Também em 2021, ocorreu o caso de Zyon, filhote de golden retriever de apenas dois meses e quatro dias de vida. Apesar do voo da Latam, de Guarulhos ao Rio de Janeiro, ter decolado às 13h e pousado às 13h52, a tutora do cachorro, Gabriela Duque, só teve acesso a ele às 15h30. Nesse período, Zyon teria ficado exposto ao sol e sem assistência, de acordo com a dona.
O animal foi levado a um veterinário pois tinha dificuldades para respirar e não respondia aos estímulos, e morreu às 23h do mesmo dia.

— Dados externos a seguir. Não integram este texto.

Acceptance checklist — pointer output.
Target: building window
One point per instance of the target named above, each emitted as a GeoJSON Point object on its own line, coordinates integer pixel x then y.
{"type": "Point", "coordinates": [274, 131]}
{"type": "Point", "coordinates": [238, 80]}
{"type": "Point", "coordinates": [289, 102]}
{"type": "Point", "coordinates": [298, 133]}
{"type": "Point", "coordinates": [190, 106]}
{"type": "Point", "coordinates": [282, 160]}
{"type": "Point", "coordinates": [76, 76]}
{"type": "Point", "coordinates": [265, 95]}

A Latam negou qualquer falha no serviço. A juíza do caso, Adriana Cristina Paganini Dias Sarti, da 4ª Vara Cível de São Paulo, durante o julgamento em 2022, destacou que a companhia “não demonstrou ter adotado todas as medidas necessárias ao transporte e entrega do cão em perfeito estado, prevalecendo sua responsabilidade”. Foi fixada indenização de R$ 8 mil por danos morais. Não houve recurso.
A Varig foi condenada pelo Tribunal de Justiça de São Paulo (TJSP), em 2015, a pagar R$ 6 mil em danos morais pela morte de um buldogue inglês. O animal, de 10 anos, viajava no porão da aeronave, de São Paulo a Paraíba. O cachorro tinha atestado veterinário que o permitia realizar viagens frequentes, pois participava com de diversos torneios. Na ocasião, ele ia à Paraíba para cruzar com uma fêmea da mesma raça.
Outro caso de morte de animais ocorreu em dezembro de 2019, em viagem de Guarulhos para Vitória (ES). O analista David Canuto, ao chegar no aeroporto, esperou mais de 40 minutos para encontrar seu cachorro Tom, que foi transportado no porão do avião. No local, uma funcionária lhe informou que o animal chegou no destino sem sinais de vida.
O laudo necroscópico do caso demonstrou que a causa morte foi hipertermia — ou seja, excesso de calor. Apesar do processo contra a companhia aérea, David foi indenizado em R$ 2.225 em danos morais, a fim de custear o sepultamento do cão e seu transporte aéreo.